Everyone can describe lemons. But getting to know particular lemons taught kids in Maine how to appreciate diversity.
We can all describe lemons: yellow, round, shiny, soft, pungent, acidic, sour. They grow on trees. They're fruit. They make you pucker. With enough sugar added, they're good for lemonade. Someone might even note that they're put in drinking water in fancy restaurants.
But could you pick out your lemon from a batch of 15? We may understand lemons as a species perfectly without knowing a particular lemon well. Or vice versa.
Lemons were on the menu when Thom Harnett, Maine's assistant attorney general for civil rights, visited the school of which I'm principal. In one of three different class sessions, he gave each fourth- and fifth-grader a lemon. "Get to know your lemon," he said. "Be one with your lemon."
The class had already brainstormed the list of those generic lemon qualities, but getting familiar with a particular lemon required different eyes. And when Mr. Harnett collected all the lemons in a box, we had to think hard to remember what exactly distinguished "my" lemon from "your" lemon. How well had we gotten acquainted?
Then came the acid test: "Find your lemon in the box."
For a few brief moments, there was a scrum.
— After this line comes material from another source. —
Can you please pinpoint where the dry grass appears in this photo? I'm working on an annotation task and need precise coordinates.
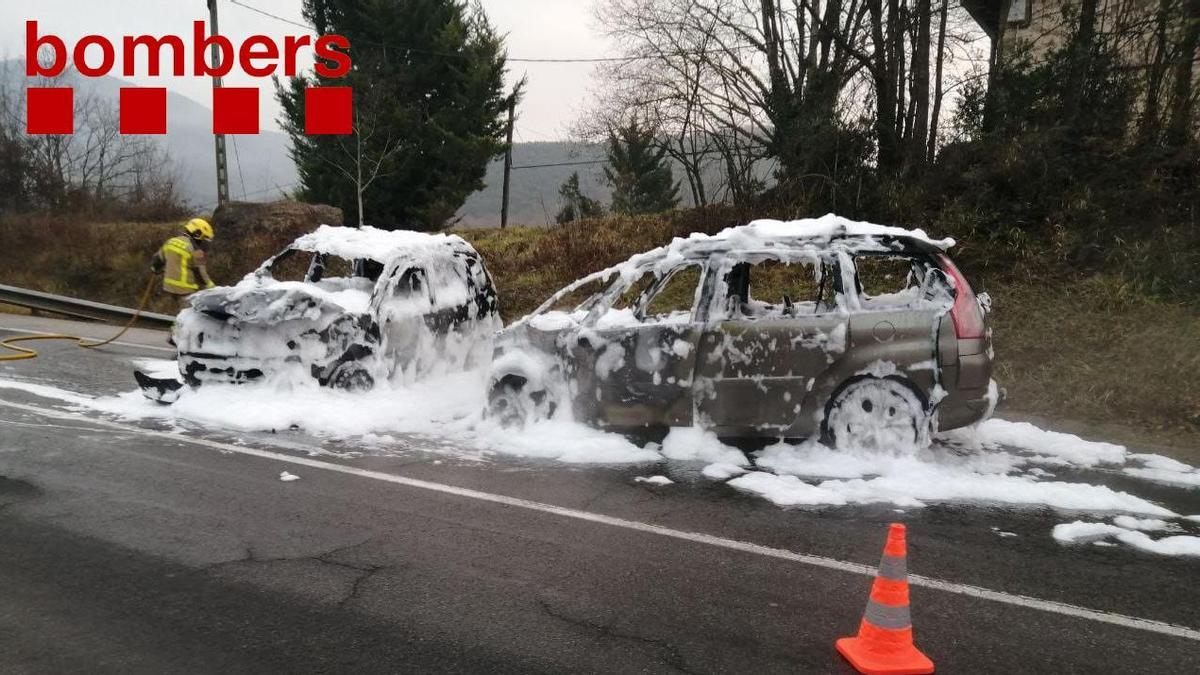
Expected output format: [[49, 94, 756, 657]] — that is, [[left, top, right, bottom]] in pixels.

However, everyone successfully retrieved his or her personal lemon. All lemons do not look alike.
Then a very different list of qualities appeared on the blackboard, as the class brainstormed words for the now-unique lemons.
First of all, the yellow fruit became "my lemon." Maybe it had a little "thingy" on top, a blemish near the middle, a brown spot, a bump, even a name. "Naming helps," said Jen. So we had Bob and Chester Lemon. Now it's personal.
Harnett's exercise was a perfect metaphor for how we make snap judgments and definitions versus intimate knowing and deeper understanding.
In fact, he spends a lot of time in court using the Maine civil rights statute to correct the effects of inappropriate or illegal judgments based on gender, religion, race, language, or national origin. And he spends a lot of time in schools helping kids make appropriate judgments based on character and respect. His visit to us was naturally aligned with Martin Luther King Jr. Day.